# 1/32 Scale Drag Parts?



## bondoman2k (Jan 13, 2003)

OK gang. I have a 1/32 scale Olds Funny Car from way back ('90's I think) that I picked up back in the '90's at a swap meet, built. Pretty sure it's a snap kit. Well, over the years it's lost some engine parts, plus the front wheels look to me to be WAY too big. Is there anyone out there that makes parts for this kit? Or ANY 1/32 drag Chrysler Hemi engine? I have even tried to find anything like it on Ebay, but no luck. Been searching for a lot of years! I REALLY want to build this back up, and do some engine detailing and painting and stuff. Am I gonna have to resort to scratchbuilding the parts I need? Or would anybody out there possibly have one of these in a parts box or drawer? REALLY not too keen on the idea of scratchbuilding a blower!  I could probably do the valve covers, but would definitely look a lot more authentic with kit parts! 
ANY help? :freak:
Ron (Bondo) :dude:


----------



## 71 Charger 500 (Jan 27, 2011)

Here are some for sale on Ebay. http://cgi.ebay.com/ws/eBayISAPI.dl...981+&item=180824372981&lgeo=1&vectorid=229466


----------



## bondoman2k (Jan 13, 2003)

Thanks for the link! :thumbsup: Seems like everytime I look on there, there was nothing..lol. 
I am watching that one. 
Ron (Bondo) :dude:


----------



## 71 Charger 500 (Jan 27, 2011)

Not a problem, glad to help.

Mo


----------



## bondoman2k (Jan 13, 2003)

Oh great! Now someone else is bidding.  Was REALLY hoping I might get them 'cheap'. LOL
Ron (Bondo) :dude:


----------



## 71 Charger 500 (Jan 27, 2011)

bondoman2k said:


> Oh great! Now someone else is bidding.  Was REALLY hoping I might get them 'cheap'. LOL
> Ron (Bondo) :dude:


That's why it's called "FeeBay" and "EvilBay"! I personally, always wait until the very last minute to bid. I know what the most is I will bid and then type that in with just about ten seconds to go and with about five seconds to go, I confirm my bid.

Mo


----------



## Rondo (Jul 23, 2010)

Pretty sure I have some valve covers with heads from one of these kits. You're welcome to them if it would be any help. Can't recall any other parts in the stash. Just say the word.....

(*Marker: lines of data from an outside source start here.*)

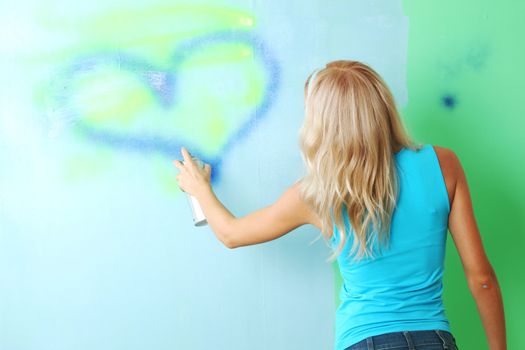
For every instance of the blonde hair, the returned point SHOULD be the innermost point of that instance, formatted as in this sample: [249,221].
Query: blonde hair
[347,141]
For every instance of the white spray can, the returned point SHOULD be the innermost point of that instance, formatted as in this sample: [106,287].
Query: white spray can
[198,215]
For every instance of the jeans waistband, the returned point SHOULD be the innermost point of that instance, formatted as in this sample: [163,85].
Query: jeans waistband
[411,340]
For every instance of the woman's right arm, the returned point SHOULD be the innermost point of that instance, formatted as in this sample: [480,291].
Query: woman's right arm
[480,275]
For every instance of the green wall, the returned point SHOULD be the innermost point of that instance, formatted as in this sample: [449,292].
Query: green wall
[465,76]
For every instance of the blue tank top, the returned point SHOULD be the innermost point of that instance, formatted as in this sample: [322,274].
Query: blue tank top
[400,289]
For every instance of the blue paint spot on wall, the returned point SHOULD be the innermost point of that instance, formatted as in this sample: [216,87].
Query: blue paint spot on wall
[449,101]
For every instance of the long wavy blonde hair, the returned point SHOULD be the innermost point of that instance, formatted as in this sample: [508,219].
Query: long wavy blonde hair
[350,133]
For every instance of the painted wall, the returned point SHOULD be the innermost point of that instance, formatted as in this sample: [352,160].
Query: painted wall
[97,246]
[464,78]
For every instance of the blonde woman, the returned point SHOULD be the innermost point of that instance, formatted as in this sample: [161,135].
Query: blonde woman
[383,204]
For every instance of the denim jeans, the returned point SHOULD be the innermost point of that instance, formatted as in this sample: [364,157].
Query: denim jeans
[408,340]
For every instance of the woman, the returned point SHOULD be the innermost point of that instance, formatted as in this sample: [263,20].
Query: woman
[383,204]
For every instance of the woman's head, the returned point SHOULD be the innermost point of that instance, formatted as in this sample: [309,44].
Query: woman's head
[350,132]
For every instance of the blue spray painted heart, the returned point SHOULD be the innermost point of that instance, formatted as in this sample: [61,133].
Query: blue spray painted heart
[163,86]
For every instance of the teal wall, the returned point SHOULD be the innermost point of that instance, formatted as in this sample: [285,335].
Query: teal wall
[97,246]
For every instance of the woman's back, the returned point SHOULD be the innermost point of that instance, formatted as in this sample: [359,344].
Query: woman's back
[400,289]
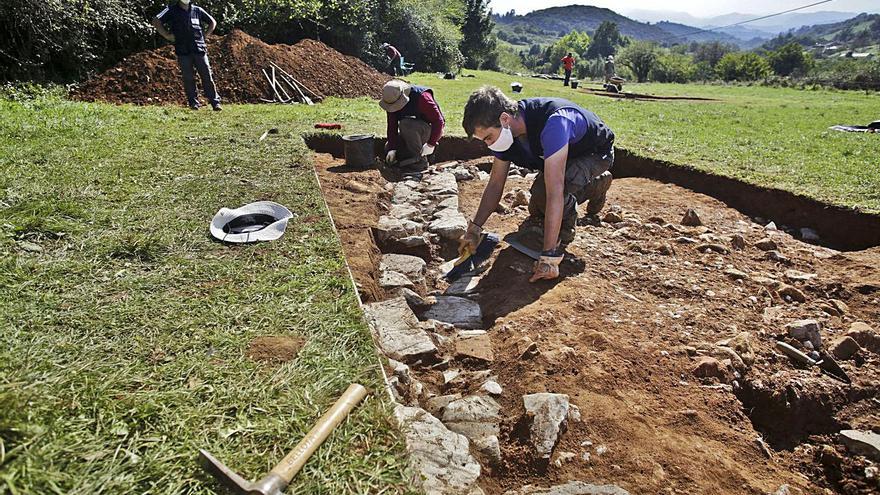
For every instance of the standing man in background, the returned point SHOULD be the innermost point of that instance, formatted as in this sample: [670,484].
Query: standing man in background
[393,59]
[415,123]
[568,65]
[186,33]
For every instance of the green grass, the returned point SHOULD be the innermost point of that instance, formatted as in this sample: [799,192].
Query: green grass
[122,343]
[774,137]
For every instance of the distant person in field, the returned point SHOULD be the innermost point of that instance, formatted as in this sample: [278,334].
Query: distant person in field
[394,59]
[415,123]
[609,69]
[186,33]
[568,65]
[569,146]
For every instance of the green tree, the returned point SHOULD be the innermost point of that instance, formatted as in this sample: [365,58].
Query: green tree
[640,57]
[673,68]
[789,59]
[606,40]
[743,66]
[478,45]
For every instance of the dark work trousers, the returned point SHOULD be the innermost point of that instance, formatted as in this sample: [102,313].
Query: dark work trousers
[414,134]
[200,61]
[587,178]
[394,67]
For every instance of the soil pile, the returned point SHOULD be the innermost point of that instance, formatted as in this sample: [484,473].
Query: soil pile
[152,77]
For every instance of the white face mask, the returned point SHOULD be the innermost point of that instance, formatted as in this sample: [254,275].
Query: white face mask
[504,141]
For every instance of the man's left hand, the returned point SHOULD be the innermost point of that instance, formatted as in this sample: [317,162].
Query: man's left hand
[546,268]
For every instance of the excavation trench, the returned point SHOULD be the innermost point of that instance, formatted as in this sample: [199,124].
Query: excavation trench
[641,304]
[840,228]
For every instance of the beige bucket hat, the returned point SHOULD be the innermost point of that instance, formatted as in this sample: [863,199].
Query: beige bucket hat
[395,95]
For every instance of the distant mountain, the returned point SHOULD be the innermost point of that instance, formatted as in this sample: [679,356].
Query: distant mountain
[772,26]
[859,32]
[544,26]
[561,20]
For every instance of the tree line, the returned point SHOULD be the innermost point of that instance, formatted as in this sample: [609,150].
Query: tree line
[65,40]
[709,61]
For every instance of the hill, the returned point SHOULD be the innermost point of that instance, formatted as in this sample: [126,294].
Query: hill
[861,32]
[547,25]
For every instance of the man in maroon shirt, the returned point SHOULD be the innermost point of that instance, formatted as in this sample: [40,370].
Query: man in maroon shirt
[415,123]
[393,59]
[568,65]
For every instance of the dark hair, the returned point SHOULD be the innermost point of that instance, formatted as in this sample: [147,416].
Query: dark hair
[484,107]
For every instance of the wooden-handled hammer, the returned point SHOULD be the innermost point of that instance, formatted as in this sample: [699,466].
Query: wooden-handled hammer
[279,477]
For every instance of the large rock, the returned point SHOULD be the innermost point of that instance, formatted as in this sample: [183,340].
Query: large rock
[477,418]
[806,330]
[709,367]
[474,346]
[441,458]
[389,228]
[742,344]
[411,266]
[549,412]
[448,223]
[405,212]
[406,194]
[570,488]
[691,219]
[457,311]
[865,335]
[440,185]
[866,443]
[845,347]
[397,330]
[391,280]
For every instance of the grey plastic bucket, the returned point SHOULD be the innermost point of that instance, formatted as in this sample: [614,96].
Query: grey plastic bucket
[359,150]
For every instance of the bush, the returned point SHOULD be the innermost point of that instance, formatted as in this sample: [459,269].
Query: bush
[789,60]
[742,66]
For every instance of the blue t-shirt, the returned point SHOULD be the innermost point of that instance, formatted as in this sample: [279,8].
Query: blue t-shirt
[564,126]
[186,26]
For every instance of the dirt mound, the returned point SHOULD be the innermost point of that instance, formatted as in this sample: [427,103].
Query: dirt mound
[152,77]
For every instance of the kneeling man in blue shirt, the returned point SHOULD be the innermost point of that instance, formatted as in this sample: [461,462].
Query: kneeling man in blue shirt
[569,146]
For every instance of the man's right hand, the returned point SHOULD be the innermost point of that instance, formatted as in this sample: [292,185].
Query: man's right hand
[470,240]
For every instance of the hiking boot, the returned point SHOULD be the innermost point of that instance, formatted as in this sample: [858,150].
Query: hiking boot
[533,224]
[597,201]
[592,220]
[569,223]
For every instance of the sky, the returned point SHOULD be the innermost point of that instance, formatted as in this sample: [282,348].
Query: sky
[697,8]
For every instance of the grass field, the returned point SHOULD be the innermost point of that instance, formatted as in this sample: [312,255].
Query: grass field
[775,137]
[124,328]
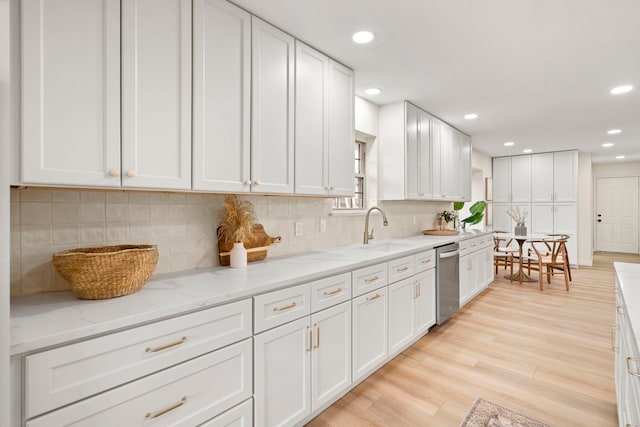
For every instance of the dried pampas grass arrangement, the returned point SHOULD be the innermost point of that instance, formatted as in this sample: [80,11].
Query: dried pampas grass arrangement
[238,217]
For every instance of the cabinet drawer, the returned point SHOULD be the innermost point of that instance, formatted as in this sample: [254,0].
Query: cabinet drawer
[239,416]
[330,291]
[425,260]
[187,394]
[276,308]
[63,375]
[401,268]
[369,278]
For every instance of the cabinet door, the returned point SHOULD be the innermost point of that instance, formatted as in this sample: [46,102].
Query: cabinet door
[565,176]
[369,332]
[542,177]
[312,123]
[502,180]
[401,314]
[156,94]
[542,216]
[71,92]
[465,167]
[272,102]
[331,355]
[282,373]
[341,130]
[521,179]
[221,97]
[412,117]
[424,301]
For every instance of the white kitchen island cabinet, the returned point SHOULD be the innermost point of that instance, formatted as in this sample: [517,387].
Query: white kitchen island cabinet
[324,135]
[72,106]
[625,346]
[272,109]
[221,97]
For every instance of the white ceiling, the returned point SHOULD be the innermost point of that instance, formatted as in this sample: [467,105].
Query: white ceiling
[537,72]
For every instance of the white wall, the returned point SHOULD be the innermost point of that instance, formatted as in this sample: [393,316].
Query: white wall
[585,210]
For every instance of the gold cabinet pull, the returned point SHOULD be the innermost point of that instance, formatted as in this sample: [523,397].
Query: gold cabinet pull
[151,415]
[373,297]
[630,369]
[166,346]
[285,308]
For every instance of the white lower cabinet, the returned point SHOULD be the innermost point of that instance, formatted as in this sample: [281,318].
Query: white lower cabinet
[412,308]
[187,394]
[301,365]
[238,416]
[476,267]
[370,335]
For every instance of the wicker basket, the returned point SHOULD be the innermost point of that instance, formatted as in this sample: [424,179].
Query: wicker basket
[108,271]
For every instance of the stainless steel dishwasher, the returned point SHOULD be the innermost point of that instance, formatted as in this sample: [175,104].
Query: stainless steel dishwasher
[447,282]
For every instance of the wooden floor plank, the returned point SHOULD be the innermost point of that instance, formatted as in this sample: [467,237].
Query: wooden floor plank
[545,354]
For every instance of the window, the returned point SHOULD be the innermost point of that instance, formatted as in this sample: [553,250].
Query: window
[359,196]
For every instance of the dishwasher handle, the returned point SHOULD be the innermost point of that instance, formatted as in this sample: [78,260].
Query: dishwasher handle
[449,254]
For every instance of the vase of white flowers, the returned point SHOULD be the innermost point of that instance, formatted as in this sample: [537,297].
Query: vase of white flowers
[520,218]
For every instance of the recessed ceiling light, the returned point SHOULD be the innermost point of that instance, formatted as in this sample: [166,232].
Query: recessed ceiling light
[621,89]
[362,37]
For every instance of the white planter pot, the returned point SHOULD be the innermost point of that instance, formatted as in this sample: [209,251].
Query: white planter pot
[238,256]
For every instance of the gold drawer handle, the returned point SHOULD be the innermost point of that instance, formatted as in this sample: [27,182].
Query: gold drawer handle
[373,297]
[165,346]
[285,308]
[151,415]
[629,369]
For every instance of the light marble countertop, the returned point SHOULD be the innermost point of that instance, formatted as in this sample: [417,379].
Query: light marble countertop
[48,319]
[628,275]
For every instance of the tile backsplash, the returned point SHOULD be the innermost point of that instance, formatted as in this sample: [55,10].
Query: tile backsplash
[182,225]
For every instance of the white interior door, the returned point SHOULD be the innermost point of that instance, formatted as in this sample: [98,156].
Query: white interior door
[617,214]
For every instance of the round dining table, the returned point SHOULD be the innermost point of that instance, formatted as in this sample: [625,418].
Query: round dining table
[520,275]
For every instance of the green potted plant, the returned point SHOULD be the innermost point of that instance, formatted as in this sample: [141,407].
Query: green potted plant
[476,210]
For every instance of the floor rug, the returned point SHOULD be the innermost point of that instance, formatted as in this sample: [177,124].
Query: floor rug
[487,414]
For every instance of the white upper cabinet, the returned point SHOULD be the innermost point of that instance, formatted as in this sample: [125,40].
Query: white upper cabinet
[156,94]
[405,152]
[71,92]
[272,105]
[221,97]
[312,124]
[324,135]
[555,177]
[341,130]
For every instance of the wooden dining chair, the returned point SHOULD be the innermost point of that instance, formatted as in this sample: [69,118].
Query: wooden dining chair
[503,252]
[549,257]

Yep, just looked the parts up......










See if those look right. Wish I had more of the engine.


----------



## bondoman2k (Jan 13, 2003)

Hey Rondo. YEP, that's the most important part I need! Let me know how to get ahold of ya and what you'd need for me to get them! :thumbsup: Shoot me a PM if ya want. I just may even have something you're looking for (in other scales I'm sure...lol)
I did find a blower that will work good, from a 1/64 scale "Muscle Machines" die cast car. Those blowers on those were always much larger than the scale of the car..lol. I'm pretty sure I can make the other missing parts (steering wheel, and a few other small things)
Ron (Bondo) :dude:


----------



## Rondo (Jul 23, 2010)

PM on the way!!!


----------